In $\mathbb{N}$, we define the topology defined by $$T=\emptyset \cup\{\{0,1,2...,n\} :\space n\in \mathbb{N}\}\cup \mathbb{N}$$
Now I want to prove that $(\mathbb{N},T)$ is not compact.
Suppose $(\mathbb{N},T)$ is compact, then there exists a collecion of open sets $U_i$ so that $\mathbb{N}=\bigcup\limits_{i=1}^{n} U_{i}$. $U_i$ are of the form $\{0,1,2,3,...,i\}$ then there exists $U_j>U_i$ for all $i=1,...,n$ $i\neq j$. Now take $M\in \mathbb{N}$ so that $M>x$ for all $x\in U_j$ . This $M$ exists because $U_j$ is a finite subset of $\mathbb{N}$ and therefore is bounded. Then $M\in \mathbb{N}$ however $M\not\in\bigcup\limits_{i=1}^{\infty} U_{i}$. By contradiction I have proven that $(\mathbb{N},T)$ is not compact.
Is this proof correct? I was doubting if I could take $\mathbb{N}$ as a $U_i$
EDIT
Second try:
Take the open cover $\bigcup\limits_{i=1}^{\infty} U_{i}=\mathbb{N}$ where $U_i=\{1,2,...,i\}$ then by any $n\in\mathbb{N}$, the open subcover $\bigcup\limits_{i=1}^{n} U_{i}$ does not contain $\mathbb{N}$ and therefore $(\mathbb{N},T)$ is not compact.

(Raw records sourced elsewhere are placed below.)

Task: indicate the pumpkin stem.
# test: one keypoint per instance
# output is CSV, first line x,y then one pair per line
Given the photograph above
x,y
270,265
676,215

No, it is not correct. Asserting that $\mathbb N$ is compact means that for every family $(U_\lambda)_{\lambda\in\Lambda}$ of open subsets of $\mathbb N$ whose union contains $\mathbb N$, there is a finite subset $F$ of $\Lambda$ such that $\mathbb{N}\subset\bigcup_{\lambda\in F}U_\lambda$. So, assertint that $\mathbb N$ is not compact means that there is a family $(U_\lambda)_{\lambda\in\Lambda}$ of open subsets of $\mathbb N$ whose union contains $\mathbb N$ for which there is no finite subset $F$ of $\Lambda$ such that $\mathbb{N}\subset\bigcup_{\lambda\in F}U_\lambda$. This is indeed true. Take $\Lambda=\mathbb N$ and, for each $n\in\Lambda$, $U_n=\{0,1,2,\ldots,n\}$.